In one part of his exposition of Psalm 130, John Owen discussed receiving forgiveness and being assured of it. One of his “rules” was this: “Mix not foundation and building-work together.” By this Owen meant that the Christian’s foundation of forgiveness and acceptance with God is not by works, but by grace alone and found in Christ alone. Here’s what he wrote:
“Our foundation in dealing with God is Christ alone, mere grace and pardon in him. Our building is by holiness and obedience, as the fruits of that faith by which we have received the atonement.

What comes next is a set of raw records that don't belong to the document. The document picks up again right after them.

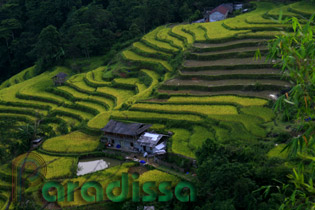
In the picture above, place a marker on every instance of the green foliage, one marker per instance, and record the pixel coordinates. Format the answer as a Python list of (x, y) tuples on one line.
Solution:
[(48, 49)]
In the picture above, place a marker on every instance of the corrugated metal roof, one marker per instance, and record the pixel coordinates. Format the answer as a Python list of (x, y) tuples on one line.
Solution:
[(61, 75), (149, 139), (132, 129)]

And great mistakes there are in this matter, which bring great entanglements on the souls of men. Some are all their days laying the foundation, and are never able to build upon it any comfort to themselves or usefulness to others; and the reason is, because they are mixing with the foundation stones that are fit only for the building. They will be bringing their obedience, duties, mortification of sin, and the like, to the foundation. These are precious stones to build with, but unmeet to be first laid, to bear upon them the whole weight of the building.

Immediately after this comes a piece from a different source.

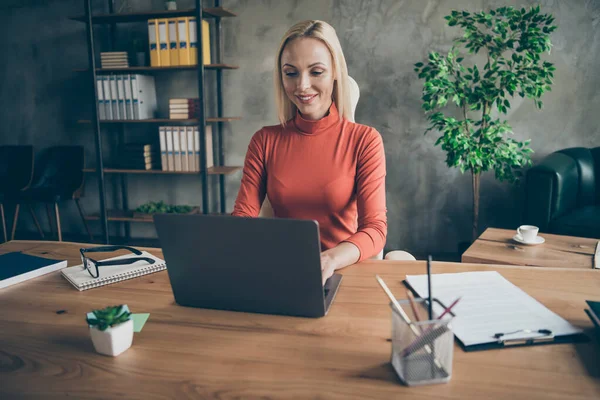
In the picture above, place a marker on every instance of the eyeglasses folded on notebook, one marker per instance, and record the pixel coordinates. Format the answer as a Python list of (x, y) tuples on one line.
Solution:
[(92, 266)]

The foundation is to be laid, as was said, in mere grace, mercy, and pardon in the blood of Christ. This the soul is to accept of and to rest in as mere grace, without the consideration of any thing in itself, but that it is sinful and obnoxious unto ruin. This it finds a difficulty in, and would gladly have something of its own to mix with it. It cannot tell how to fix these foundation-stones without some cement of its own endeavors and duty; and because these things will not mix, they spend a fruitless labor about it all their days.
But if the foundation be of grace, it is not at all of works; for “otherwise grace is no more grace. ” If any thing of our own be mixed with grace in this matter, it utterly destroys the nature of grace; which if it be not alone, it does not exist at all….
This, then, is the soul to do who would come to peace and settlement. Let it let go of all former endeavors, if it has been engaged unto any of that kind, and let it alone receive, admit of, and adhere to, mere grace, mercy, and pardon, with a full sense that in itself it has nothing for which it should have an interest in them, but that all is of mere grace through Jesus Christ: ‘Other foundation can no man lay.’ Depart not hence until this work be well over. Cease not from an earnest endeavor with your own heart to acquiesce in this righteousness of God, and to bring your souls unto a comfortable persuasion that “God for Christ’s sake hath freely forgiven you all your sins. “
This is a great reminder of that biblical truth that we are justified, forgiven, and accepted by God only through Christ and only because of God’s grace (Rom 3-4, Gal 2-3, Eph 2, etc.). Our justification, forgiveness, and acceptance are not in any way dependent upon our works, deeds, or merits. As we begin to grow in understanding of this foundational truth, our assurance also grows and we learn more about what it means to give God all the glory.
The above quote is found in John Owen’s exposition of Psalm 130, chapter 13, rule 7.